SAF's core objective is to promote regional cooperation through many UNESCO Madanjeet Singh Institutions of Excellence or International Institutions in the eight SAARC countries, offering the following international courses:

- UNESCO Madanjeet Singh Centre for Preservation of Afghanistan's Cultural Heritage (UMCPACH)
- UNESCO Madanjeet Singh South Asian Institute of Advanced Legal and Human Rights Studies (UMSAILS) Dhaka, Bangladesh
- UNESCO Madanjeet Singh Centre for South Asia Forestry Studies (UMCSAFS), Bumthang, Bhutan The UNESCO Madanjeet Center for South Asia Forestry Studies (UMCSAFS) at Ugyen Wangchuck Institute for Conservation and Environment (UWICE), Bumthang, Bhutan is pleased to announce the Madanjeet Singh scholarship for four years bachelor's degree program in Forestry to be undertaken at College of Natural Resources (CNR), Royal University of Bhutan (RUB) in Lobesa, Punakha, Bhutan from July 2015 to July 2019. The selected candidates each from SAARC countries are encouraged to apply for the program in their respective SAARC Country chapter
- UNESCO Madanjeet Singh Centre of South Asian Journalism (UMCSAJ) Chennai, India Details of the ACJ's academic course and activities can be accessed at its web site: Asian College of Journalism. Applications for the SAF Madanjeet Singh group scholarship at ACJ should go through the secretary of the board of your respective country and get the approval of the chairperson.In an innovative move designed to promote regional cooperation, the South Asia Foundation (SAF) has instituted 8 full scholarships for young people (women and men) from the eight SAARC countries to study at the UNESCO Madanjeet Singh Centre of South Asian Journalism (UMCSAJ), Chennai.
- UNESCO Madanjeet Singh Institute of Kashmir Studies (UMIKS), Srinagar, India. Total Number of scholars benefited so far 43. The course is discontinued from 2016
- UNESCO Madanjeet Singh Institute for South Asia Regional Cooperation (UMISARC), Puducherry, Pondicherry University, India The UMISARC promotes interaction among SAARC students and offers diploma and degree in South Asian Studies, arts and cultures. Since 2024 this centre is non functional and the course is
- UNESCO Madanjeet Singh School of Green Energy Technology (UMSGET) Green Energy Technology (Pondicherry),
- Climate Research (Maldives), Development Studies (Kathmandu),
- Visual Arts (Lahore),
- Water Management (Moratuwa, Sri Lanka).

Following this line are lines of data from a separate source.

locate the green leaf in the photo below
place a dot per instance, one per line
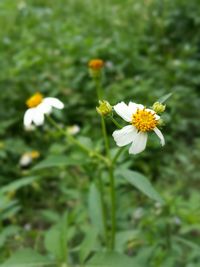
(123, 237)
(88, 244)
(165, 98)
(142, 183)
(18, 184)
(7, 232)
(55, 161)
(111, 259)
(95, 209)
(56, 239)
(27, 258)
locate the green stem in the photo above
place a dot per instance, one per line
(113, 207)
(117, 155)
(106, 141)
(98, 88)
(103, 210)
(76, 142)
(112, 186)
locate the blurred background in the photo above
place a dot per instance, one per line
(151, 48)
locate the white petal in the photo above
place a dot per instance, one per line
(125, 135)
(133, 106)
(38, 117)
(28, 117)
(139, 143)
(160, 135)
(54, 102)
(157, 117)
(45, 108)
(123, 111)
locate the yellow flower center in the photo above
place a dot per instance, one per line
(34, 100)
(144, 120)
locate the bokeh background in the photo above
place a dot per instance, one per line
(151, 48)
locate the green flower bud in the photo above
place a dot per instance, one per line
(161, 122)
(104, 108)
(158, 107)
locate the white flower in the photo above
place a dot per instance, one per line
(142, 120)
(38, 107)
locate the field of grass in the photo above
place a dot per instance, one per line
(51, 211)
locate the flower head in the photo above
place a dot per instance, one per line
(104, 108)
(38, 106)
(142, 120)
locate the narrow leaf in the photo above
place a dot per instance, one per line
(27, 258)
(111, 259)
(142, 183)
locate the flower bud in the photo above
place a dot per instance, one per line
(73, 130)
(95, 68)
(104, 108)
(158, 107)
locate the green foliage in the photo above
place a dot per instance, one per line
(151, 50)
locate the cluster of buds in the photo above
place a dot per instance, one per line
(95, 68)
(159, 107)
(104, 108)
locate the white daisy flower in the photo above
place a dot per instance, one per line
(142, 120)
(38, 107)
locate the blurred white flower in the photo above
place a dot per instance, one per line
(142, 120)
(38, 107)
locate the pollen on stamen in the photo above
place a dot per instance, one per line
(144, 120)
(34, 100)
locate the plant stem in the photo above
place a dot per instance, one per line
(117, 155)
(112, 185)
(113, 207)
(106, 141)
(103, 209)
(98, 88)
(76, 142)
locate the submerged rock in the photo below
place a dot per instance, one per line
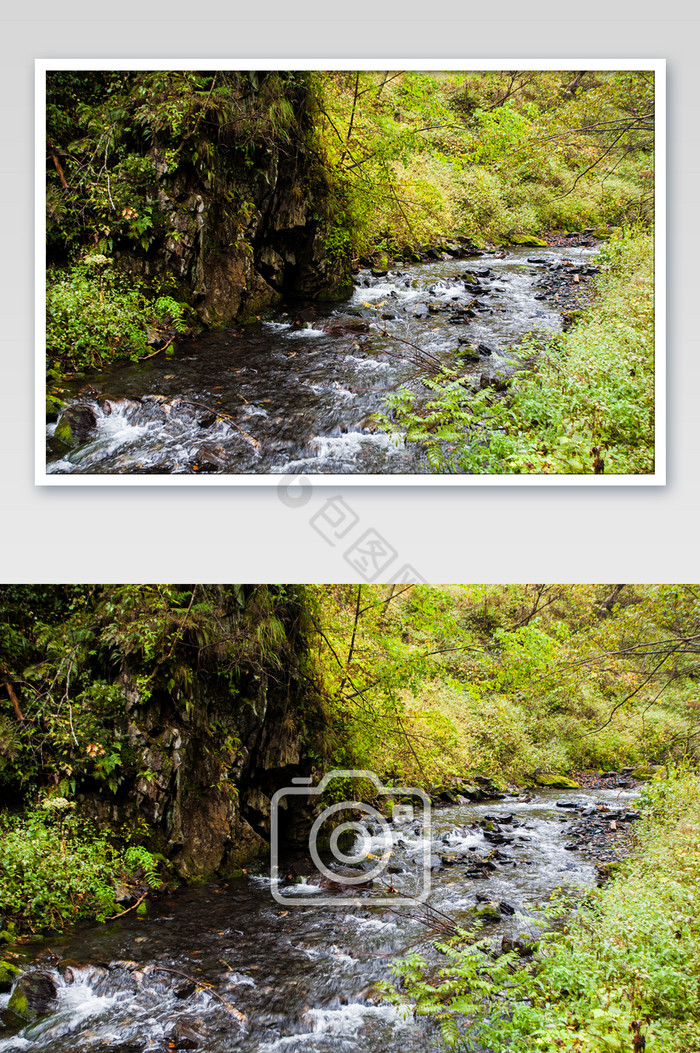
(75, 425)
(8, 973)
(34, 996)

== SAF Alumni Meet in Nepal ==

4-6 December 2024, the Alumni meet brought together around 300 scholars and professionals from across the region. The three-day event, held from December 4 to 6, underscored the importance of fostering regional cooperation and the pivotal role of Bangladesh in advancing South Asian unity and collaboration.

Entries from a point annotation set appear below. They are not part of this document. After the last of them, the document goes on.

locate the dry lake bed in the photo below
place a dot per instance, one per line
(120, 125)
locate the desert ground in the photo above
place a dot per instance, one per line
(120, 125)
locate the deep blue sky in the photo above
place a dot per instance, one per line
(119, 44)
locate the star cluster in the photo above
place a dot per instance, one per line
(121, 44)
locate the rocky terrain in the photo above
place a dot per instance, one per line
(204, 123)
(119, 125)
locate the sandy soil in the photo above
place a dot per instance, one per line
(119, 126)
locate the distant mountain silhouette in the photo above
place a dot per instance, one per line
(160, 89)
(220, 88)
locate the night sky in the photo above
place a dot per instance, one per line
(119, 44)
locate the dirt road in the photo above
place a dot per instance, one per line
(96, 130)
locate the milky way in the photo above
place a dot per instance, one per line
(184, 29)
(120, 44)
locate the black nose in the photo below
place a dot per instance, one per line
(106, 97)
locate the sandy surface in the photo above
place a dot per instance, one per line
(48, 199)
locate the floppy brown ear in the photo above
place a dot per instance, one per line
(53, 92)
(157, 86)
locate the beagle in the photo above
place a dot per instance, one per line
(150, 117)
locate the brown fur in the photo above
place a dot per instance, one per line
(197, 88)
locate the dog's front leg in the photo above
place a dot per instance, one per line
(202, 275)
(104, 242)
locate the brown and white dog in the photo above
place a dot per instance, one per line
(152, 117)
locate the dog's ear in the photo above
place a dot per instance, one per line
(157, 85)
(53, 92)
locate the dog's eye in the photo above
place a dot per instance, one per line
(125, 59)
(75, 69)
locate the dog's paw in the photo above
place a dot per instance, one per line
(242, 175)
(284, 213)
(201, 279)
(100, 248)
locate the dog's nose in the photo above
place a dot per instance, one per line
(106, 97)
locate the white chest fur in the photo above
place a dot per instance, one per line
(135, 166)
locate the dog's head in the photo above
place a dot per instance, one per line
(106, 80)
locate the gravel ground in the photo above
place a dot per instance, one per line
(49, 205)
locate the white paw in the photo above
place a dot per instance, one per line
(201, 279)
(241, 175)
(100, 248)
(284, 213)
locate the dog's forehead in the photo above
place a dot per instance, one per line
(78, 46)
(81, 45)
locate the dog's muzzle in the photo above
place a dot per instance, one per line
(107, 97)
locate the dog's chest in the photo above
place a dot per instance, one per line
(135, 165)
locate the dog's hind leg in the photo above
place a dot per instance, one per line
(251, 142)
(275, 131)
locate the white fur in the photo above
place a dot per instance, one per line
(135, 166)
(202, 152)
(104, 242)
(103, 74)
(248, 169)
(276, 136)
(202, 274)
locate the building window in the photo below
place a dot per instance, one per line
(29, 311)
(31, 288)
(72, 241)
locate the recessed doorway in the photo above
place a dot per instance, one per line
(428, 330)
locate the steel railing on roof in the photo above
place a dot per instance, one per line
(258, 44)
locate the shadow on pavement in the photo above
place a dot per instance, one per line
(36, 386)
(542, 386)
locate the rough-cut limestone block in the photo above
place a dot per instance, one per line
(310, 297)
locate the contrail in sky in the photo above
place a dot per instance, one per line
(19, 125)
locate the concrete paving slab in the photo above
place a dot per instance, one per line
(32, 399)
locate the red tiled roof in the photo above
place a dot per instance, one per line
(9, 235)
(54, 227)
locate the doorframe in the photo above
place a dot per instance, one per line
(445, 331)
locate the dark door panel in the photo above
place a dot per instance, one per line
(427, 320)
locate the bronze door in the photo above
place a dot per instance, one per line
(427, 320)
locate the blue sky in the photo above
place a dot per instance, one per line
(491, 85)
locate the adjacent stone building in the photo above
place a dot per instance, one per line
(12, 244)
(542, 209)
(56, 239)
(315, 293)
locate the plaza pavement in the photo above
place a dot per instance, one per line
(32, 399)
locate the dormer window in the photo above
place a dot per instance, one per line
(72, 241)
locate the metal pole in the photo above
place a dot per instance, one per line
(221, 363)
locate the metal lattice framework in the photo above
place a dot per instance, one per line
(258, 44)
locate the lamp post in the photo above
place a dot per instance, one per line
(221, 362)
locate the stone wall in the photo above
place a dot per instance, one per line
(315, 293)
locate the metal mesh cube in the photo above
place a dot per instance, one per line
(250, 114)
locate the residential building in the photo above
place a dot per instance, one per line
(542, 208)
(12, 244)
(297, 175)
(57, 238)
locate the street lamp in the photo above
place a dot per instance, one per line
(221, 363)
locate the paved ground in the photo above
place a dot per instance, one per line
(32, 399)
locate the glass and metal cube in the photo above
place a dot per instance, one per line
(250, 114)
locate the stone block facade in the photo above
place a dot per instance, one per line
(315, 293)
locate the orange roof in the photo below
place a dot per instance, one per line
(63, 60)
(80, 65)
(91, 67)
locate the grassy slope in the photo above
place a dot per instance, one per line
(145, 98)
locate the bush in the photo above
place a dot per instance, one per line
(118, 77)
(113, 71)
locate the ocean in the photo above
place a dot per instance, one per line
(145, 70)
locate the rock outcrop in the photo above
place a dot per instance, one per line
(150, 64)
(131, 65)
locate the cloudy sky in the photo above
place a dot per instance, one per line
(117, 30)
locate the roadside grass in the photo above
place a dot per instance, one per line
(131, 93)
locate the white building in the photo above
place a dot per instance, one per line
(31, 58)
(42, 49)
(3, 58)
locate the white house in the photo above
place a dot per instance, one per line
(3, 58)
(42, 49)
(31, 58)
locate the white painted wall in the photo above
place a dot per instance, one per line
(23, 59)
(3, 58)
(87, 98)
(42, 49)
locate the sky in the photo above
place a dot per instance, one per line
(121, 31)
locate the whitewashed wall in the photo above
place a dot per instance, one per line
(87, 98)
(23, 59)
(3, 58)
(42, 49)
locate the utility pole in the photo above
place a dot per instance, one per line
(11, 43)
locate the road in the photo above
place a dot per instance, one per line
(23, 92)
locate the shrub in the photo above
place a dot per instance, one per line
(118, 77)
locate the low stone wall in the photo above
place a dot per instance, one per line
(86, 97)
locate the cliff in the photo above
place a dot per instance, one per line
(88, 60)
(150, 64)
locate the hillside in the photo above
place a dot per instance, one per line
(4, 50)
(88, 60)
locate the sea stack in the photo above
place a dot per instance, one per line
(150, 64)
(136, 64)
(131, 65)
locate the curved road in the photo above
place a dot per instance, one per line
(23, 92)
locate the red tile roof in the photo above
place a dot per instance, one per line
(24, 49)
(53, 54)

Since the 26 October 2010, Mme Irina Bokova, UNESCO Director-General announced that the 12 SAF Institutions of Excellence will be able to use UNESCO logo and named UNESCO Madanjeet Singh Institutions of Excellence.

SAF has been admitted into official relationship with the United Nations Educational, Scientific and Cultural Organization (UNESCO). It is an apex body of South Asian Association for Regional Cooperation. The organization's objective is to "uphold its core values of regional cooperation and peace through education and cultural interaction between the eight SAARC countries."